Same as for each cycle-no, the number of records will be around 40,000 (10 Lacs / 25 different values).
Let's suppose, we want to extract rows for which System-id = 'C' and Cycle-no = '10'
For above conditions, which where clause will be Time effective and cost effective.
1). Select * from table v1 where System-id = 'C' and Cycle-no = '10'
2). Select * from table v1 where Cycle-no = '10' and System-id = 'C' (Means sequence changed from 1st)
In above query ,will it use both the indexes or will it use the first index specified in where clause.
Kindly advice on this for the optimization of query.
my guesses :
If he only uses one index : it will be the one with the highest filtering factor, ie. Cycle-no
It also depends on the Clustering factor of each index.
likely DB2 will do a multi-ix AND
but even a Tablescan is a possibility.
An index with two different values (fullkeycard) for 1.000.000 rows is just stupid.
why not expand the indexes with the other column?
one index on (cycle-no, system-id) and one on (system-id,cycleno)
I guess you need both indexes for R.I. or other queries.
"An index with two different values (fullkeycard) for 1,000,000 rows is just stupid."
The index would contain 2 values, each followed by a huge RID-list.
with 2 distinct values you have to read 50% of rows. Unless it is highly clustered, you will need to read 90% of the pages.
If you would do it via an index you would need to read 50% of the index leaf-pages + 90% of the data pages.
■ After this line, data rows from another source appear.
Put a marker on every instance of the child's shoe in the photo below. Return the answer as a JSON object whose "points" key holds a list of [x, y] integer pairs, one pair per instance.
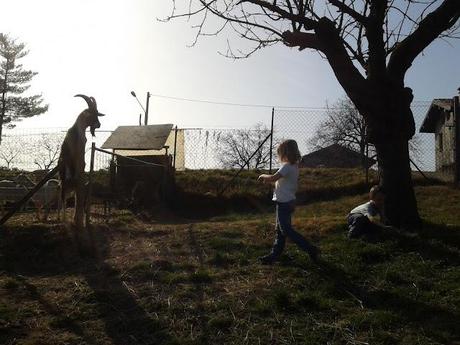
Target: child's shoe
{"points": [[267, 259], [314, 254]]}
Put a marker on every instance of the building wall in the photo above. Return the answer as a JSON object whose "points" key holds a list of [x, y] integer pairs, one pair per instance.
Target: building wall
{"points": [[445, 144]]}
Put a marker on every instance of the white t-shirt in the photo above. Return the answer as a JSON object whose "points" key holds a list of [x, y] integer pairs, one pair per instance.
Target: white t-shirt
{"points": [[286, 186]]}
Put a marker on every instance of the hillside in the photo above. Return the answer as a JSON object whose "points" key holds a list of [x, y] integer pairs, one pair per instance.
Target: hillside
{"points": [[182, 281]]}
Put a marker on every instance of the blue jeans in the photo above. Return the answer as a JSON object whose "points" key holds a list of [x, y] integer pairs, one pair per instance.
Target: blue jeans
{"points": [[284, 229]]}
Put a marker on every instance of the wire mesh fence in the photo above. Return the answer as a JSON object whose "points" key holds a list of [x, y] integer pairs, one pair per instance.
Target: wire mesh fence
{"points": [[217, 148], [318, 128], [35, 151]]}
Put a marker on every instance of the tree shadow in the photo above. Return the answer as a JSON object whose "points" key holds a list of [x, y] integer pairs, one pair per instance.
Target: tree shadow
{"points": [[436, 321], [197, 251], [51, 251]]}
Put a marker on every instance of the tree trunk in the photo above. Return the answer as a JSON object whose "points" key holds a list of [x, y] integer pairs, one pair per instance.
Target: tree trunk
{"points": [[396, 179]]}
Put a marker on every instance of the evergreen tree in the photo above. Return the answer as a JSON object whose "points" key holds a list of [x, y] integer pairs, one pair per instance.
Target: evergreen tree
{"points": [[14, 82]]}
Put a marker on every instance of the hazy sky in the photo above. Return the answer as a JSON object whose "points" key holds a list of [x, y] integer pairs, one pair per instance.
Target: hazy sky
{"points": [[106, 48]]}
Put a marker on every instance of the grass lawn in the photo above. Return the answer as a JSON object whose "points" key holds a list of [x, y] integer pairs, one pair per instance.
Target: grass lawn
{"points": [[132, 281]]}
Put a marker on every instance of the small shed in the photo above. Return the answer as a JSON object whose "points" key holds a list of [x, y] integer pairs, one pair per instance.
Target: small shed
{"points": [[335, 156], [143, 169], [442, 119]]}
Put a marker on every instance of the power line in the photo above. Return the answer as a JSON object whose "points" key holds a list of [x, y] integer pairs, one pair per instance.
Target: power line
{"points": [[230, 103], [251, 105]]}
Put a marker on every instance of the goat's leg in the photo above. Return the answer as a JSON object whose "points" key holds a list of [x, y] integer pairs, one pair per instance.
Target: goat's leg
{"points": [[79, 206]]}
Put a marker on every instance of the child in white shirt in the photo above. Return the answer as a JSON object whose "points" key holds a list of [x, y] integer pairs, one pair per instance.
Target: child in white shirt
{"points": [[284, 196]]}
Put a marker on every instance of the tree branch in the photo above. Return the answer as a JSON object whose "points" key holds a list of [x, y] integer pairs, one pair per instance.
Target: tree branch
{"points": [[348, 10], [438, 21]]}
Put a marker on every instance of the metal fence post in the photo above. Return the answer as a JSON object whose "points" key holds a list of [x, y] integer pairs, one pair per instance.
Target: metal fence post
{"points": [[457, 140], [271, 140], [175, 148], [90, 185]]}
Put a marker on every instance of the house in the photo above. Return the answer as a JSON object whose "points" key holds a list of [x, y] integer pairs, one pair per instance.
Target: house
{"points": [[442, 119], [335, 156]]}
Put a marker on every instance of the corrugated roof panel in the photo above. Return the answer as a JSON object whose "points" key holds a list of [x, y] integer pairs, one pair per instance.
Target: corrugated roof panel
{"points": [[151, 137]]}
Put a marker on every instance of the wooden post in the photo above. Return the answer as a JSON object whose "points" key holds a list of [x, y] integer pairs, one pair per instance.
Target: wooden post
{"points": [[271, 140], [26, 197], [90, 186]]}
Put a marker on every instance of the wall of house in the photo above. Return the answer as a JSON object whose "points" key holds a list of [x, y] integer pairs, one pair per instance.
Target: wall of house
{"points": [[445, 144]]}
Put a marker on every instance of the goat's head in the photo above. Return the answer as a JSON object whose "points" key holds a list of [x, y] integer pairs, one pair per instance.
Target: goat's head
{"points": [[91, 115]]}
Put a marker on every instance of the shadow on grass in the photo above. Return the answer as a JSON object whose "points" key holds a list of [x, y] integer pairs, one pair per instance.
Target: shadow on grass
{"points": [[435, 321], [199, 279], [46, 252]]}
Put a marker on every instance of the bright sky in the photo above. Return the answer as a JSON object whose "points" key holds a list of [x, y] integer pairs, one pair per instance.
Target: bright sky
{"points": [[106, 48]]}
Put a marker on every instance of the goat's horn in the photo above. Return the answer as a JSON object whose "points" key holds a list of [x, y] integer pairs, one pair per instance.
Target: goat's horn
{"points": [[94, 102], [88, 100]]}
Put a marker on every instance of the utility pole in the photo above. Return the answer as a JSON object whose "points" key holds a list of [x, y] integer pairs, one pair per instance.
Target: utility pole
{"points": [[146, 117]]}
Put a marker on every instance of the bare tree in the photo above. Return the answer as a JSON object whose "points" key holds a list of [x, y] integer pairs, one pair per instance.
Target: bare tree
{"points": [[369, 44], [344, 125], [236, 147], [10, 150], [47, 152]]}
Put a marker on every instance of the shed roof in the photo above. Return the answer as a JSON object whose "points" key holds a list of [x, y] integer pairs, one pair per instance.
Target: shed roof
{"points": [[151, 137], [437, 107]]}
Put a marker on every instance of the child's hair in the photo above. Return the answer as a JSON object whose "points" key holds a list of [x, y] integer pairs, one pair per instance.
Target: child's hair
{"points": [[288, 150], [374, 191]]}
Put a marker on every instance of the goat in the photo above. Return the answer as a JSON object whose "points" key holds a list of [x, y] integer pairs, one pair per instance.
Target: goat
{"points": [[72, 158], [46, 196]]}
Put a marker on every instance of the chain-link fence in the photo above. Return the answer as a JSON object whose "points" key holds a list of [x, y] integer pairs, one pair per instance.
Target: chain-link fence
{"points": [[223, 148], [326, 138], [316, 129]]}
you could only use that index for three purposes :
- select count(*) from tab where code = ?
select code,count(*) from tab group by code
With some investigation, you could expand that index with one or more other data columns so that some of your queries are index-only, or more matching, and still keep the functionality of R.I ,clustering,select count(*) .
It would only increase the size of the index a bit.